Hope this helps you too. Carb breakdown piece by piece and parts breakdown of the whole saw on pdf file. http://www.odref.com/poulan/pdf/poulan/gas-saws/20.pdf


----------



## casey v (Feb 26, 2006)

Cut4fun,

That helps a lot. It looks like I was putting one too many parts in. 

Thanks Mike


----------



## lewis16 (Sep 6, 2009)

you lucky lucky sod, i am in diar need of either a wright model 111, dolmar hobby 100 or the saw in the pictures, i will pay to get one, anyone have any ideas where i can get one, ebay-no, none on craigslist, im in the uk, not many people use it


----------



## lewis16 (Sep 24, 2009)

try the coil and spark, i bet its that... if there is a problem with it


----------



## Tbird8057 (Mar 7, 2010)

*Trying an XX Rebuild myself*

how did that XX rebuild end up I just found one of these saws at a Thrift Sale and it was flooded in oil sludge I've never done anything like this before, but I'm gonna try to rebuild it.
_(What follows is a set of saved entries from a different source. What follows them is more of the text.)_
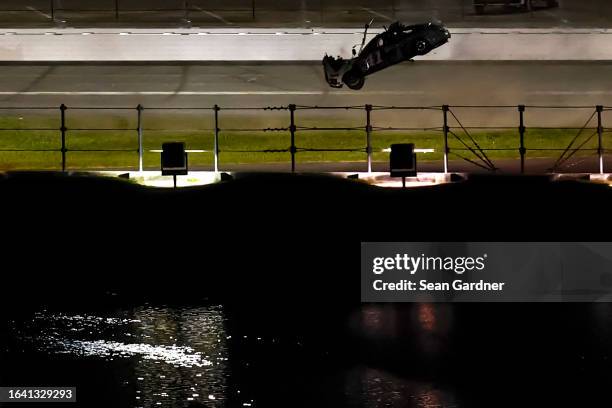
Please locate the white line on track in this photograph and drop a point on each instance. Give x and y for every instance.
(39, 12)
(203, 93)
(376, 13)
(213, 15)
(562, 93)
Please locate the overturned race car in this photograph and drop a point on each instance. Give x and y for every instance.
(396, 44)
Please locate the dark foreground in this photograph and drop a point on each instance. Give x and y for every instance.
(129, 293)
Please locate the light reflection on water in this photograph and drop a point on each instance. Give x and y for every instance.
(178, 356)
(373, 388)
(181, 356)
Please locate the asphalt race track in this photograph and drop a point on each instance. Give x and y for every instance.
(259, 85)
(293, 13)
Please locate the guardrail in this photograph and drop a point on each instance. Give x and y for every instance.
(478, 135)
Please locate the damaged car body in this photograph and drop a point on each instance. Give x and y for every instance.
(396, 44)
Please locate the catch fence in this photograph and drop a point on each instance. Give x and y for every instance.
(484, 138)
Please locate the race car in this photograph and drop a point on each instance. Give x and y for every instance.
(396, 44)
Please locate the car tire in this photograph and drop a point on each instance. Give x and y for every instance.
(354, 80)
(422, 46)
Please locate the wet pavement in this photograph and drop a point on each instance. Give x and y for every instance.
(422, 355)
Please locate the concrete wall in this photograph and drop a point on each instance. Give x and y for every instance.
(290, 45)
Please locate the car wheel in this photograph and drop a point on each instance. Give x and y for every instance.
(354, 80)
(422, 47)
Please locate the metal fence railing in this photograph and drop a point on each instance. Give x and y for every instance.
(129, 138)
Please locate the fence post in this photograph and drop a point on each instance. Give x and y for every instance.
(446, 129)
(139, 109)
(522, 150)
(63, 133)
(216, 141)
(292, 129)
(369, 136)
(600, 149)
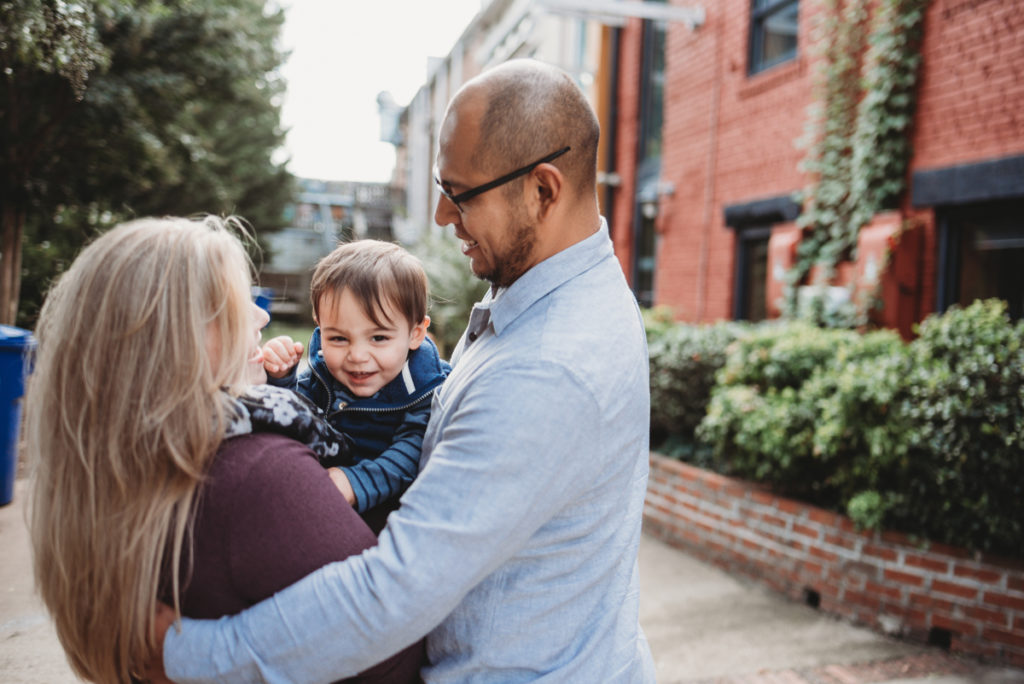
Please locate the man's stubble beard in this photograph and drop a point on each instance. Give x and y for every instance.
(515, 260)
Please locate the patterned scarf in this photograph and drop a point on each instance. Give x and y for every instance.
(269, 409)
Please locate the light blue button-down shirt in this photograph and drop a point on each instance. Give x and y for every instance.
(516, 546)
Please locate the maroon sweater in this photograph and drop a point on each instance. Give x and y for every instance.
(268, 515)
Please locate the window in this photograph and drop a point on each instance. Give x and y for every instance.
(751, 285)
(773, 33)
(648, 162)
(981, 256)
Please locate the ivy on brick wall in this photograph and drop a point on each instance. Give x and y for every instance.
(858, 133)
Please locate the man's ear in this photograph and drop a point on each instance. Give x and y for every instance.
(418, 333)
(545, 188)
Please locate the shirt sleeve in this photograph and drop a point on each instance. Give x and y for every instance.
(389, 474)
(505, 463)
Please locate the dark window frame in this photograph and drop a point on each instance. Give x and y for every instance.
(759, 17)
(747, 236)
(951, 221)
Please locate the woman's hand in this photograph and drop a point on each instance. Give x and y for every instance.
(154, 672)
(281, 354)
(340, 480)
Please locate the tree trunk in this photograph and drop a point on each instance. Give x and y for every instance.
(12, 225)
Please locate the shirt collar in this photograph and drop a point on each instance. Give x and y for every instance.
(546, 276)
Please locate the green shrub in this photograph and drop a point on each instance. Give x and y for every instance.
(454, 289)
(776, 355)
(926, 437)
(684, 360)
(964, 477)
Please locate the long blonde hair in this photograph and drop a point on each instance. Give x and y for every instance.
(123, 414)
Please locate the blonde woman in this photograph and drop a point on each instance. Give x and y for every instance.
(156, 477)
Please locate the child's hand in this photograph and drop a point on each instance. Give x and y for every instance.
(280, 355)
(341, 481)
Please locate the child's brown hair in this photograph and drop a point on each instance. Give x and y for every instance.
(379, 274)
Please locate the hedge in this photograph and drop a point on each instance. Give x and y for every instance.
(926, 437)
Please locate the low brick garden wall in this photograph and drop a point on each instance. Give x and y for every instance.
(963, 601)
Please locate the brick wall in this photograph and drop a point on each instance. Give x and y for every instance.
(730, 137)
(972, 603)
(971, 96)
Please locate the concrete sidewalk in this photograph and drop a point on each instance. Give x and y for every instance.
(704, 627)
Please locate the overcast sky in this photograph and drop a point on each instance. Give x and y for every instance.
(343, 53)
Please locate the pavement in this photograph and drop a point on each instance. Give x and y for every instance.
(705, 627)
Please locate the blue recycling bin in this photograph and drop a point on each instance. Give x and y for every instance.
(263, 298)
(16, 346)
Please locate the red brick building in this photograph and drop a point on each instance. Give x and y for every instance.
(701, 165)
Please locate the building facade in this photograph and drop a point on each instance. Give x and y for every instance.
(701, 107)
(705, 218)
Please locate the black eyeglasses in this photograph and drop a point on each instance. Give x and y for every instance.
(457, 200)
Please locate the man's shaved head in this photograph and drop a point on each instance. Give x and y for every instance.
(530, 110)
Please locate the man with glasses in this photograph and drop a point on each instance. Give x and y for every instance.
(515, 549)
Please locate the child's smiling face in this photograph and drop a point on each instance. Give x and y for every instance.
(359, 353)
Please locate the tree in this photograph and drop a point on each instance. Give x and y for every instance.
(47, 50)
(180, 117)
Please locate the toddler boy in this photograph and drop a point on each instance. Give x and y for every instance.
(373, 371)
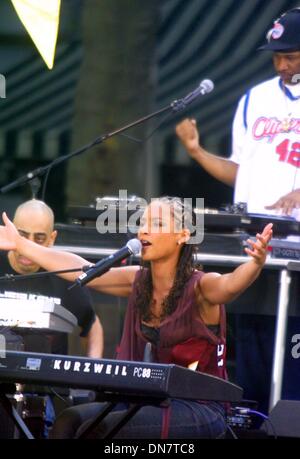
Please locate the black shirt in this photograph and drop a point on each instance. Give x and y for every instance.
(76, 300)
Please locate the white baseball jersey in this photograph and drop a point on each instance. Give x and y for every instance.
(266, 145)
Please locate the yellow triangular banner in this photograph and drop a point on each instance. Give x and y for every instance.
(41, 20)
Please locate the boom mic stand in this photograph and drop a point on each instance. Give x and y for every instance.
(177, 105)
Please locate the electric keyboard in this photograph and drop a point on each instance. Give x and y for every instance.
(39, 313)
(115, 377)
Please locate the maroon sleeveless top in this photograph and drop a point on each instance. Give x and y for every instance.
(183, 336)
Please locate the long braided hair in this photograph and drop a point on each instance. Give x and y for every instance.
(180, 211)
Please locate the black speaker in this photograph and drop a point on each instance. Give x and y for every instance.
(284, 419)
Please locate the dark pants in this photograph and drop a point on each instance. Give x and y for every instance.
(187, 420)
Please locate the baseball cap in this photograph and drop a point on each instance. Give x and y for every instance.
(285, 33)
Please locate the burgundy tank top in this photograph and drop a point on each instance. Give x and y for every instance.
(184, 339)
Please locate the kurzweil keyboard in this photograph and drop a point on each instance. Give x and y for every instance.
(19, 310)
(115, 377)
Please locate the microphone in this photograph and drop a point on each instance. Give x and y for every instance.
(133, 247)
(205, 87)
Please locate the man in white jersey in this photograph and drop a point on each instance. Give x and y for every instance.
(265, 160)
(264, 169)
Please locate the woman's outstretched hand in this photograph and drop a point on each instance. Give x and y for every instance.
(259, 247)
(8, 234)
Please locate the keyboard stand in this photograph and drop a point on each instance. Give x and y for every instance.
(13, 414)
(125, 415)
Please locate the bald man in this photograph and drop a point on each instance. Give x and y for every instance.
(35, 221)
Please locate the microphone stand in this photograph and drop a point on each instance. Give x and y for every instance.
(176, 105)
(16, 277)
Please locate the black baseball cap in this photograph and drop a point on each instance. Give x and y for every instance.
(285, 34)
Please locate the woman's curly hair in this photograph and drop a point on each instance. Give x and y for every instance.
(182, 212)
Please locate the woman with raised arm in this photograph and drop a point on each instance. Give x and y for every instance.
(173, 306)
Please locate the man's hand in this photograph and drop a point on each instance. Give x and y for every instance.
(9, 235)
(287, 203)
(188, 133)
(259, 247)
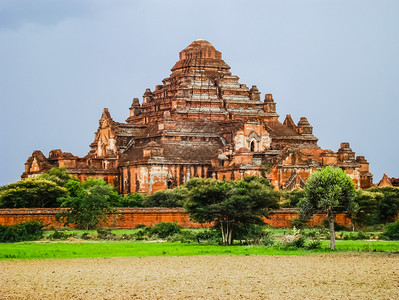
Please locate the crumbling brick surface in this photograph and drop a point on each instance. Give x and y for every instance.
(202, 122)
(131, 217)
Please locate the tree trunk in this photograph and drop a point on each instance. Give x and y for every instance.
(331, 220)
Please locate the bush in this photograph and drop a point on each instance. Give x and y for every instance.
(392, 231)
(132, 200)
(254, 234)
(28, 231)
(165, 229)
(298, 242)
(356, 235)
(313, 244)
(60, 235)
(337, 227)
(298, 223)
(105, 234)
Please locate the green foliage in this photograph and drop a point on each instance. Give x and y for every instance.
(392, 231)
(298, 223)
(165, 229)
(105, 234)
(291, 199)
(93, 201)
(328, 191)
(337, 227)
(313, 244)
(60, 235)
(132, 200)
(229, 203)
(31, 192)
(355, 235)
(59, 175)
(167, 198)
(28, 231)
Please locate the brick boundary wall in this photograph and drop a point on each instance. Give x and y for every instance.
(131, 217)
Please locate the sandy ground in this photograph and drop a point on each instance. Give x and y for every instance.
(338, 276)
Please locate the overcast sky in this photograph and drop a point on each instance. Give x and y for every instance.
(61, 62)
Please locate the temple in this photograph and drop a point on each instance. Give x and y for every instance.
(202, 122)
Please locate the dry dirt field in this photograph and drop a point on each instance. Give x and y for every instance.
(337, 276)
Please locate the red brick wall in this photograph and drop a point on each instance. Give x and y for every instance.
(131, 217)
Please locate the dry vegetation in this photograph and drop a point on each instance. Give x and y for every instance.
(333, 276)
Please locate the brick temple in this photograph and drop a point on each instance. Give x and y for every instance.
(202, 122)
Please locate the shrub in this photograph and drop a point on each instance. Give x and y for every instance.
(337, 227)
(59, 235)
(298, 242)
(313, 244)
(165, 229)
(311, 233)
(132, 200)
(210, 236)
(392, 231)
(28, 231)
(105, 234)
(140, 226)
(356, 235)
(298, 223)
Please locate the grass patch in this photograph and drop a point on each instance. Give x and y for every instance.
(32, 250)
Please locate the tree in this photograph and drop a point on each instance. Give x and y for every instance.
(132, 200)
(89, 204)
(59, 175)
(31, 192)
(230, 203)
(328, 191)
(167, 198)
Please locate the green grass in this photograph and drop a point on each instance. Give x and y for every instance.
(31, 250)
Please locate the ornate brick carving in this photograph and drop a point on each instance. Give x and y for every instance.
(202, 122)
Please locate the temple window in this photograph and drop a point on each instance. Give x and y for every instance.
(252, 147)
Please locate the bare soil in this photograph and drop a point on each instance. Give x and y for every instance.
(333, 276)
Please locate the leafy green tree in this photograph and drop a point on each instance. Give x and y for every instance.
(328, 191)
(290, 198)
(89, 204)
(59, 175)
(31, 192)
(167, 198)
(230, 203)
(132, 200)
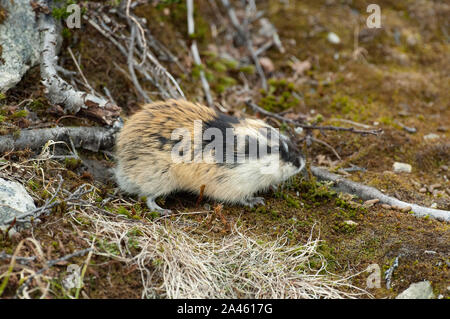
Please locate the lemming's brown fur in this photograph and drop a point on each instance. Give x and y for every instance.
(145, 165)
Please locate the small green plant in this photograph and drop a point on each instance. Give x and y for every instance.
(279, 96)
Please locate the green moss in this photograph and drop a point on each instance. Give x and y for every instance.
(19, 114)
(247, 69)
(279, 96)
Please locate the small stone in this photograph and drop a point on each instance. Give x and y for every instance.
(19, 42)
(431, 137)
(333, 38)
(419, 290)
(402, 167)
(14, 201)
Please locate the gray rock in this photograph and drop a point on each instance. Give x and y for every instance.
(418, 290)
(19, 39)
(14, 201)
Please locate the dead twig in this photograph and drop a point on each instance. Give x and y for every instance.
(367, 192)
(194, 51)
(58, 91)
(259, 109)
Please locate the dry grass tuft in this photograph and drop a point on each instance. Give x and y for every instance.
(178, 264)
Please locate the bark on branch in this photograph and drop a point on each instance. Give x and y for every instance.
(58, 91)
(366, 193)
(89, 138)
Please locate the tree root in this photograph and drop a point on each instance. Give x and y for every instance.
(367, 193)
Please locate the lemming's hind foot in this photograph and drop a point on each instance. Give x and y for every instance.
(254, 201)
(151, 204)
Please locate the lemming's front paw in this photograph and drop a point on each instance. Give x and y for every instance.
(156, 208)
(254, 201)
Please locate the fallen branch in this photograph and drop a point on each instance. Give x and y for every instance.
(244, 34)
(58, 91)
(194, 51)
(366, 193)
(89, 138)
Can't you point me in the direction of any good resources. I have to at least replace one little hose that connects to the bottom of the carburetor at it had stiffened over time and just cracked to pieces when I touched it. Do you know where I can buy parts or kits and if there's any good literature or what not? Thanks.


----------



## Lignator (Nov 25, 2012)

Hi, I just picked up a pair of these poulan XX's. One is a parts saw the other supposedly ran but is leaking bar oil. I think the "running" saw is missing parts as their is a hole out of the crank case that vents to atmosphere. Also, there seems to be a hole out of the oil tank. Anyone with pictures of one that has the sprocket removed would be helpful.


----------



## Swamp Man (Dec 21, 2012)

i got one just like that the only thing wrong with it is it needs a new coil:bang


----------



## Swamp Man (Dec 27, 2012)

i got one just like that but it is rebranded for western auto and all it needs are the coil points and condenser where did/will u get yours


----------